One of Edwards' final remarks is that

it is a dangerous mistake to premise the moral equality of human beings on biological similarity because dissimilarity, once revealed, then becomes an argument for moral inequality.

Most of the time, genes tell apart a Caucasian from an African. Does that mean that they have different rights? Does that mean that one deserves more than the other?
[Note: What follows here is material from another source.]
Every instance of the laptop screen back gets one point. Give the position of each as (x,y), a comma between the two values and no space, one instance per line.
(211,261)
Does that mean that the life of one is worth more than the life of the other?

### Erratum (February 2, 2013)

Johnathan Kaplan in the comments below pointed out a serious mistake, which I marked by a star in the text. Lewontin did not claim that it is impossible to distinguish a Caucasian from an African. Instead, he made the point that racial classifications ignore the bulk of human diversity and therefore bear no meaning for taxonomy.

The claim of A. W. F. Edwards is that this argument is invalid because we can build very accurate racial classifiers by taking several genes into account — and not a single gene at a time, as did Lewontin.

Needless to say, if someone fell prey to crimestop, it is rather me than Lewontin. It seems I genuinely wanted him to have made a logical mistake, and that it was the only way I could understand his argument, even when he clearly expressed a more elaborate point of view (see the discussion below for more detail).